Ковригин отпрянул от нее, как от ядовитой гадины. Сделался ему неприятным и вид ее, и запах туалетной воды, набившийся, как сладкая вата, в его ноздри. Он побарабанил пальцами по рулю, улыбнулся тетенькам, не сводившим с них глаз. Скосил глаза на Ленку. Та стояла с напряженно выпрямленной спиной и чего-то ждала.
– Я их не убивал, дурочка, – проговорил он как можно мягче и убедительнее. – Меня все устраивало. Тебя что-то волновало, да, ты плакала, помню, а меня…
– Зато теперь тебя все перестало устраивать, Владик, – Ленка судорожно пригладила выбившиеся волосы, выдернула из прически шпильку, снова воткнула ее в узел волос на затылке. Потрогала сумку, висевшую у нее на боку, будто проверяла в ней наличие чего-то важного. – Я, конечно, не верю, что это… мог сделать ты, но знай… Если ты соберешься от меня уйти, я… Я тебя уничтожу…
Глава 6
Не открывая глаз, Дина заворочалась на мягкой постели, железные пружины под ней тоненько взвизгнули, и сама она едва не завизжала, вспомнив все.
Она… где она? Правильно: она в заточении, заключении, ссылке! Под надзором страшного человека, способного унизить, оскорбить, а главное, способного убить ее! Сладкий сон, вырывая ее на семь-девять часов из реальной жизни, как правило, обрывался страшным пробуждением, отрезвляющим осознанием того, что с ней произошло. А произошло: ужас просто какой-то – что.
Начальник послал ее с поручением к своему не очень хорошему знакомому. Она туда отправилась и обнаружила там парочку трупов. Развернулась, как каждая нормальная девушка на ее месте, и побежала прочь. И тут же, как всякая ненормальная, кинулась прямиком к начальнику. А его за то время, что она поднималась по лестнице в его квартиру, тоже кто-то убить успел. Она вернулась домой, сказалась по телефону коллеге по работе больной, собрала вещи, чтобы сбежать, и…
И побег не получился, потому что в тот самый момент, когда она собиралась переступить порог ведомственной квартиры, начался самый главный в ее жизни кошмар.
Вернулся Данила Кузьмин. Вернулся за ней. Вернулся каким? Жаждущим отмщения за бесцельно проведенные им в тюрьме десять лет. И, кажется, у него все получилось. Он же явился за ней не с пустыми руками. Он явился с фотографиями, могущими стать в деле об убийстве всех троих жертв главными уликами. Уликами против нее!

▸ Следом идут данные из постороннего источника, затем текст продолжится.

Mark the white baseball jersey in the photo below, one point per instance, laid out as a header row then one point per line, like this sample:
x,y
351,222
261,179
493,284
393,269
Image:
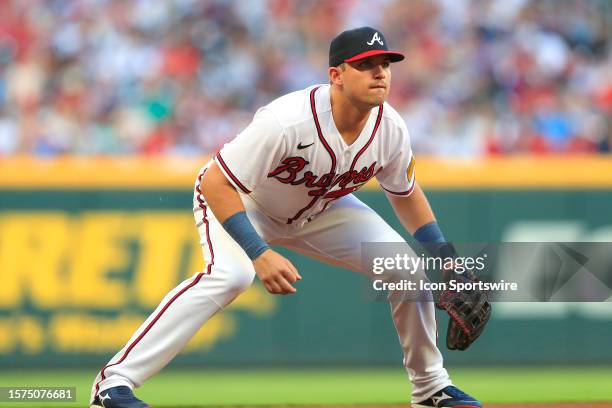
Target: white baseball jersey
x,y
293,161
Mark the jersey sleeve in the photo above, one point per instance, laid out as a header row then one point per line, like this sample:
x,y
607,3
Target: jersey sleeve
x,y
248,158
398,176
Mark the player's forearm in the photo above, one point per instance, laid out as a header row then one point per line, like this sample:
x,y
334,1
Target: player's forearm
x,y
222,198
226,205
413,211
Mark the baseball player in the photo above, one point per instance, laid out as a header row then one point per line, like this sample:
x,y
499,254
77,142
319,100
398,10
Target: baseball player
x,y
287,180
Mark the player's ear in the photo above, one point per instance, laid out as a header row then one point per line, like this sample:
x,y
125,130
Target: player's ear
x,y
335,75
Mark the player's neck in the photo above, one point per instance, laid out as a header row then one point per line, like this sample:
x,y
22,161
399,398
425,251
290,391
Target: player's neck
x,y
348,118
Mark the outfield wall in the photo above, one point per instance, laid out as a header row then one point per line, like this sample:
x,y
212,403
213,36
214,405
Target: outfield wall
x,y
88,248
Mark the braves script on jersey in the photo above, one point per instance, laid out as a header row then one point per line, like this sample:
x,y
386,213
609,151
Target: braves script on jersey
x,y
293,161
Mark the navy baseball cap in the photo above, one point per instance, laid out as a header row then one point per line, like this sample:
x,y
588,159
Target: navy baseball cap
x,y
359,43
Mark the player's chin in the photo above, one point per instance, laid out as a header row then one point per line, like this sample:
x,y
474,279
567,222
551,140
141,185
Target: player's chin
x,y
377,96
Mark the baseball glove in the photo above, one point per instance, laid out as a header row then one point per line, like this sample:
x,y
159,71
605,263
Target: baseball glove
x,y
469,312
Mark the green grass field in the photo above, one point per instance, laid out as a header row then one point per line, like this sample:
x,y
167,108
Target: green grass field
x,y
198,388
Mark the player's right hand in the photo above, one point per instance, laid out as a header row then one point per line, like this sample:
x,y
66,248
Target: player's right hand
x,y
276,273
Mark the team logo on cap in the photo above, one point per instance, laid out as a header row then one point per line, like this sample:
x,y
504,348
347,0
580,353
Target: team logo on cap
x,y
376,38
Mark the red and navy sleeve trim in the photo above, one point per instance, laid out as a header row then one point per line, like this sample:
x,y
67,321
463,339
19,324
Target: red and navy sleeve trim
x,y
231,175
404,193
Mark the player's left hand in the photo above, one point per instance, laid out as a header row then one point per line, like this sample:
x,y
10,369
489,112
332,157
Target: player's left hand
x,y
276,273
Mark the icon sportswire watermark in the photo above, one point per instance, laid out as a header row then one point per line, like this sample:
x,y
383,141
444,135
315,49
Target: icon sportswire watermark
x,y
509,272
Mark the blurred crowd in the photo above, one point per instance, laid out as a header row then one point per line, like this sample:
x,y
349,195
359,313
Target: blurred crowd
x,y
182,77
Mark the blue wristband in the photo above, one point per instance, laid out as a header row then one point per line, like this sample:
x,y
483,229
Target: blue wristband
x,y
242,231
429,233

– Ты теперь на крючке, дылда, ага…
Эти слова в первый день их встречи он повторял каждые десять минут. В последующие дни чуть реже, но все равно – повторял.
Из-за этих слов у Дины образовалась, похоже, огромная дырка в голове, сквозь которую извне проникали все звуки и шорохи, вызывая такую боль, от которой ей постоянно хотелось визжать.
Вот и теперь, услыхав тихий тонкий скрежет пружин панцирной койки, она болезненно дернулась, затихла, с силой зажмурила глаза. Потом выдохнула, глаза приоткрыла и слегка шевельнулась. Металлический визг повторился, и голова тут же заболела просто невыносимо. Может, она с ума сходит? Неплохо бы. Неплохо было бы сойти с ума, но как-то так, чтобы ничто ее не волновало, ничто не вспоминалось, ничего бы она не слышала и не видела.
Особенно слышать и видеть ей не хотелось Кузьмина. Но эта сволочь будто нарочно постоянно крутилась у нее перед носом. Мало того, что он вывез ее в какую-то глухомань, поселил в избе, вросшей по самые окна в землю, уложил на скрипучую панцирную койку, так еще и глаз с нее не спускал. И даже до туалета ее провожал и караулил возле большого кособокого скворечника с деревянной щеколдой вместо шпингалета.
Она в первый день, как они сюда приехали, попыталась было возмутиться. И тут же получила в ответ легкий мягкий подзатыльник и обещание вообще ее на цепь посадить. Дина смирилась, замолчала, терпела, а на мучителя своего нарочно старалась не смотреть.
Со стороны крохотной кухни, вместившей деревянный стол с двумя табуретками, скамейку с керосинкой и парой ведер, раздались тяжелые шаги Кузьмина. И через мгновение в дверном проеме, задрапированном тонкой прозрачной клеенкой, появилась коротко стриженная белобрысая башка Данилы.
– Проснулась, дылда?
Дина в ответ слегка шевельнула подбородком вверх-вниз, что означало – да, проснулась.
– Вставай, готовь завтрак, быстро. Я есть хочу! – капризно заявил Кузьмин и шагнул в комнату, где спала Дина, подошел к ее койке (его ложе стояло в кухне за русской печкой) и потянул с нее одеяло. – Вставай, Игнатова!
Она переполошилась и вцепилась в край цветастого одеяла, ведь на ней была лишь короткая, выше пупка, футболка и трусы, и ничего более.
Одеяло, подушки, посуду и кое-что из еды Кузьмин привез с собой. Позволил ей взять с собой немного одежды, запретив прихватить многое из того, что она собрала в дорожные сумки. Что-то даже позволил прикупить, решив, что вечернее платье дылде на природе ни к чему.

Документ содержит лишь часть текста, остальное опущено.